【政治】国際NGO発表、公共部門の腐敗認識指数 タイ116位で33点に低下
広告

国際NGOのトランスペアレンシー・インターナショナル(TI)は2026年2月10日、腐敗認識指数「CPI 2025」を公表した。同指数は専門家や企業関係者の評価を基に、公的部門の腐敗に対する認識を0〜100点で示し、13の独立データ源を統合して算出する。今回は182カ国・地域を対象とした。
今回、タイは33点で116位となった。前年の34点から1点下がった。
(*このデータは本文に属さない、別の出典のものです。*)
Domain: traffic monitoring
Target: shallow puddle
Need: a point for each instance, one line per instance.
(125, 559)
点数が低いほど腐敗が深刻だとみなされるため、タイの汚職度は悪化していることになる。
上位3位はデンマーク89点、フィンランド88点、シンガポール84点の順。ニュージーランドとノルウェーは81点で同率4位、スウェーデンとスイスは80点で同率6位、ルクセンブルクとオランダは78点で同率8位、ドイツとアイスランドは77点で同率10位に入った。シンガポールはASEANで最高位となった。
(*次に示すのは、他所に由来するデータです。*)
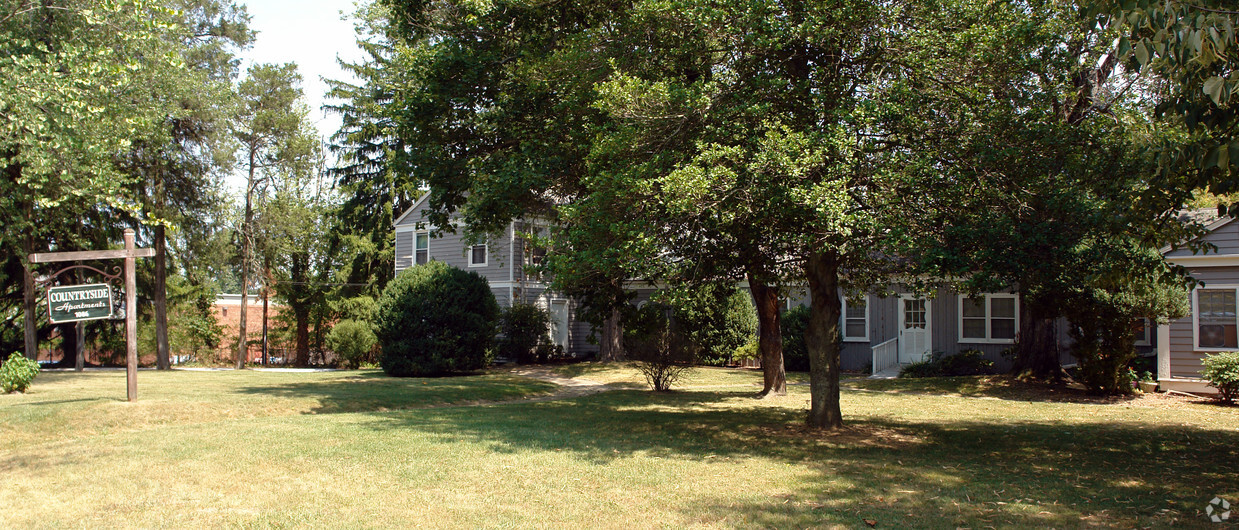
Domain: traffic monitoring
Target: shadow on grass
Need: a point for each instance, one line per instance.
(958, 472)
(998, 386)
(371, 391)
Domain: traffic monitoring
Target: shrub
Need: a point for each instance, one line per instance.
(1222, 372)
(969, 362)
(434, 320)
(524, 328)
(353, 342)
(718, 318)
(16, 373)
(796, 353)
(747, 352)
(926, 368)
(663, 357)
CPI 2025の世界平均は42点であり、ここ10年超で初めて低下した。公的部門の腐敗は各地域で依然として深刻で、権力の乱用を抑える仕組みの弱体化や、市民社会への攻撃が汚職対策を難しくしているともTIは指摘している。
一方、タイ国内では、反汚職団体ACTのマナ・ニミットモンコン会長が、タイの33点は19年で最低水準であり、ここ2年余りの3政権で特記すべき汚職対策がなかったと指摘。汚職は一部の個人の問題ではなく構造的な問題で、行政の不透明さや、警察から検察、裁判所までを含む司法の弱さ、独立機関が監視役として機能しにくい点が背景にあるとの見方を示す。
同会長は、昨年初の会計検査院建物の崩落が、汚職防止の不備と独立機関の弱さを映す例として影響が大きいと説明する。